そいつは、小豆大の黒いおめめが、ちょこん、と付いた奇妙な奴だった。
「おまえは、いったい、何者だぁ?」
「てっつ~」
猪口才にも言葉を操るようだが意味は分からない。
だが、なんとなくではあるが、こいつが何をしてほしいのかは理解できる。
今のこいつは腹ペコなのだ。
お腹が減ってどうしようもないところに俺がひょっこりポップしたものだから、これ幸いと飛び出てきたのだろう。

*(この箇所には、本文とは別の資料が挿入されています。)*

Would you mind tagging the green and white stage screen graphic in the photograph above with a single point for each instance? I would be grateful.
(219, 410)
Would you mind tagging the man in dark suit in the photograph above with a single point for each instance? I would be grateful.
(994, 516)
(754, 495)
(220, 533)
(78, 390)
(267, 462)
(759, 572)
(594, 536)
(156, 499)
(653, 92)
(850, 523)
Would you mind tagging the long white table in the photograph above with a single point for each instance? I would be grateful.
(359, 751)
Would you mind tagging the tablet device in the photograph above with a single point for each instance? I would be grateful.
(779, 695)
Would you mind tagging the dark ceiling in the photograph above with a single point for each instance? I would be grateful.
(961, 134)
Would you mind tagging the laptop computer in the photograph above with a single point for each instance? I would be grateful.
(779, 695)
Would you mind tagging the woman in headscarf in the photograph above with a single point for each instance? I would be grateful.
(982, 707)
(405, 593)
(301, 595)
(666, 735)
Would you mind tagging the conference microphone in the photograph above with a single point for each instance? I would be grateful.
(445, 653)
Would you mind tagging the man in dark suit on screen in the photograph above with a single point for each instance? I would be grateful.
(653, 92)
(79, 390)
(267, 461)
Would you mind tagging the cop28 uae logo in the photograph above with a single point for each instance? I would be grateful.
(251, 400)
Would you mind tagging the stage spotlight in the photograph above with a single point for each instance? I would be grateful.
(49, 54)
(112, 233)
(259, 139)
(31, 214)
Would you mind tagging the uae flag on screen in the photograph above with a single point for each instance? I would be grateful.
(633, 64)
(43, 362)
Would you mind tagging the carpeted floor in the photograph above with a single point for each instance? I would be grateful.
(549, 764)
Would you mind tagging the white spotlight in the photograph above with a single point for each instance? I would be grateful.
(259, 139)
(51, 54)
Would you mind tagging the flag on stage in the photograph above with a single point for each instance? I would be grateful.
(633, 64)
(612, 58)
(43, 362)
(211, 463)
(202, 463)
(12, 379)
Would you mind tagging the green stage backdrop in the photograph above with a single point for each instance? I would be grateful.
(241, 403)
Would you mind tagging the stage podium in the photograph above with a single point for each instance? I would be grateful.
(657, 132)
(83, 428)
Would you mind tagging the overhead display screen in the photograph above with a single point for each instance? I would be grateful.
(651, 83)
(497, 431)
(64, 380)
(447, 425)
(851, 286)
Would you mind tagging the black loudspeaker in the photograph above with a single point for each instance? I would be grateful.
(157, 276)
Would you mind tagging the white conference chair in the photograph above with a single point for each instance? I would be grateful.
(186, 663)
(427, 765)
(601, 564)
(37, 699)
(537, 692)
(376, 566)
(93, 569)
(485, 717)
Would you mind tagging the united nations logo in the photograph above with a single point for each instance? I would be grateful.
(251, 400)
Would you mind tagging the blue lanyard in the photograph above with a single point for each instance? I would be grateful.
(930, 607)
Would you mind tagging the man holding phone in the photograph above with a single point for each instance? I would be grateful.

物体をすり抜けることができる様子から、こいつは何かしらの【精霊】なんだろうと推測。
でも確認は後回し。
取り敢えず、彼を満たして協力を仰いで差し上げろっ!
精霊の好物はだいたい魔力と相場が決まっている。
魔力とは世界に満ちる不思議パワーの事だ。
詳しく説明すると説明文が二十文字以上になるので割愛させていただく。
「魔力が欲しいのかぁ? ならば、ごちそうしてやろう」
「あい~ん」
灰色の塊君の頭に手を置いて、もりもり魔力を流し込む。
俺は超一級の白エルフ。魔力は有り余っていることをさっきのショックで思い出した。
でも、それを有効に使うことができないこともだ。
悲しいなぁ。
「あ~い~あ~ん!」
素晴らしく元気になったお饅頭君はぴょこぴょことコンソールの上で飛び跳ねた。
「お、おう。やる気がマックスなのは理解した。でも、この状況、どうするんだぁ?」
「あ~い」
どうにも、この鉄っぽい塊君は、レバーに向けて魔力を流せ、と言っているようだ。
はて、どうして、はっきりと言っている意味が分かるんですかねぇ?
「まぁいい、やらなきゃどの道、死ぬだけぞ」
俺は座席の両脇にあるレバーにそれぞれ対応した手をかざし、それに目掛けて魔力を放つ。
すると、青白い輝きが伸びてレバーと俺とを繋いだ。
それを認めたお饅頭君が俺の頭の上に落ち着いた瞬間、俺はロボットと一体化したかのような感覚に陥る。
否、俺と鋼鉄の塊は、正しくつながったのだろう。
一瞬にして、半壊した戦闘ロボットの情報が頭の中に流れ込んできたではないか。
「【TAS‐056‐アインリール】。それが、おまえの名か!」
「あい~ん」
俺はアインリールに立ち上がるように命じた。
正しくは立ちたいと思った、だ。
それは魔力の紐を介してアインリールに伝わった。
遂に鋼鉄の巨人は重々しい音を立てて立ち上がった。
それに合わせて、俺はコンソールから座席シートへと転がる。
シートが柔らかくなかったら、後頭部を強かに打っていたところだぁ。
視界が高い、機体のカメラが俺の視界と同期する。
これが、巨人の視点なのだろう。
「おぉ、未体験の高さだな」
しかし、悠長に景色を眺めていられるわけではない。
ふぁっきゅんフロッガーが銃口を向けて接近しているのだ。
「さっきはやりたい放題やってくれたな。もう許さねぇぞ、おい」
武器は……無い。あるのは機体のみ。
しかも、左腕は機能していないという有様。
それでも、やらねばやられる。
「ふはは、こんなピンチ、何度も体験したりしなかったりするような……ま、ええわ」
やることなんて、一つしかねぇんだよ!
「行くぞ、アインリール!」
「あいあ~ん!」
鋼鉄の巨人が胸のダクトから排気をおこない、ツインアイカメラを輝かせた。
問答無用で襲い掛かってくる緑蛙を撃退するために、俺は灰色の巨人を操る。
生き残るための戦いが、ここに始まった。